Starość nie radość. Młodość też nie. / Stypendium na studia w Japonii
Do napisania tego zainspirowała mnie rozmowa z @barreloflaughs. Ogólnie wszystko miło, typowa niedzielka - niby fajnie, ale cień poniedziałku już nad tobą wisi.
Po tym, jak wróciłam z wycieczki nie było mnie w szkole przez kilka dni (bo ostatniego dnia tam gdzie spałam cały czas otwierali balkon i się rozchorowałam ;-;), aczkolwiek w większości moja nieobecność nałożyła się na strajk, więc niby nie powinno być problemu. No a tu nagle kolega mi pisze, że jutro mamy 3 sprawdziany. No trochę mi to psuje wizję tego dnia, bo chciałam się zająć innymi sprawami, i w ogóle mi akurat ciężko się skupić na obowiązkach gdy jest ich za dużo [*]

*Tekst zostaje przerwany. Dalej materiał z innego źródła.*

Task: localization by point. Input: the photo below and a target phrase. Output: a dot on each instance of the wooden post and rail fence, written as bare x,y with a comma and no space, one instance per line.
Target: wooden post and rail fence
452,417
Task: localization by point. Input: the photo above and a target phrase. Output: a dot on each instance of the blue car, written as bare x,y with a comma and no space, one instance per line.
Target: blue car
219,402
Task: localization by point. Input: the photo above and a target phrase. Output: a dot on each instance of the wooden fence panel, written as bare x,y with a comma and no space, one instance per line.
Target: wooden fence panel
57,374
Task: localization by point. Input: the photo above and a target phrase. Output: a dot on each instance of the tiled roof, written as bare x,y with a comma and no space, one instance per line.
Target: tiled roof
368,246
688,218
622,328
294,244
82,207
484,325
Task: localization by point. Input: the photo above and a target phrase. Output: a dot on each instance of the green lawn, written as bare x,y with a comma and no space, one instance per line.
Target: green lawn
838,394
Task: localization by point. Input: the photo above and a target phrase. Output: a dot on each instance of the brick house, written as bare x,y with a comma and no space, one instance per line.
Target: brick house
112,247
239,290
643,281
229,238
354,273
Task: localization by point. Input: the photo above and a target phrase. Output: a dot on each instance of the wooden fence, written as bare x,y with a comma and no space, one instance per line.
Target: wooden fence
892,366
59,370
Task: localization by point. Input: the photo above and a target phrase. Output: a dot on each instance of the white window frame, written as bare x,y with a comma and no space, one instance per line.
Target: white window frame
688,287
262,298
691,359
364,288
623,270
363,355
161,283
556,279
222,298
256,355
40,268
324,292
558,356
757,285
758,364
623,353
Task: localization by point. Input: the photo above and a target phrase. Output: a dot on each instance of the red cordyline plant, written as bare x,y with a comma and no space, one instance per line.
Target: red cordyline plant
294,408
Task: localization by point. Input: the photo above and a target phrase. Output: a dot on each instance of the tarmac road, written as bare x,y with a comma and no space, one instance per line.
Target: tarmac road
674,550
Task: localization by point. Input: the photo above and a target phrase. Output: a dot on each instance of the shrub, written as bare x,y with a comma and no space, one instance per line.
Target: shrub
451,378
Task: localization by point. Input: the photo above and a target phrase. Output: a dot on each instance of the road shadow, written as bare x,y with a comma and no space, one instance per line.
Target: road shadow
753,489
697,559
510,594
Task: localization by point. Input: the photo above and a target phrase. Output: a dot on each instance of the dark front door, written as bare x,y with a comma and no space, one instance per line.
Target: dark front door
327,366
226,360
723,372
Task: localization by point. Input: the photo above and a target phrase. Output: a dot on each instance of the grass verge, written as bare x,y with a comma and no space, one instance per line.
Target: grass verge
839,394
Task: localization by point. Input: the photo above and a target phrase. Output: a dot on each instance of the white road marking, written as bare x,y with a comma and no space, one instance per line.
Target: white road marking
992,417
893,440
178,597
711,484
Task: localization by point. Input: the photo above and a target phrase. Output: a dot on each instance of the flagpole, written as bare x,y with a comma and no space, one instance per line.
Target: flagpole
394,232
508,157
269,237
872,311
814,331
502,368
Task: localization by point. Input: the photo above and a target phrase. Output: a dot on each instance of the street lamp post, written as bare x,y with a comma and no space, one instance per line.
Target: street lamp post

No i tak widzicie - będąc młodym musicie się troszczyć o wyniki w szkole, ucząc się w większości niepotrzebnych rzeczy, no i w konsekwencji marnując naprawdę dużo czasu. Jednak najgorsze jest nie dostrzeganie sensu w tym, co się robi.
Gdy osiągniemy już dorosłość przychodzi czas na pracę, czyli znów często wypruwanie sobie żył przez pół dnia, dla pieniędzy dzięki którym utrzymasz swoją egzystencję na minimalnym/średnim poziomie komfortu. Bardzo dużym minusem jest też zdecydowanie mniejsza ilość wolnego niż w szkole.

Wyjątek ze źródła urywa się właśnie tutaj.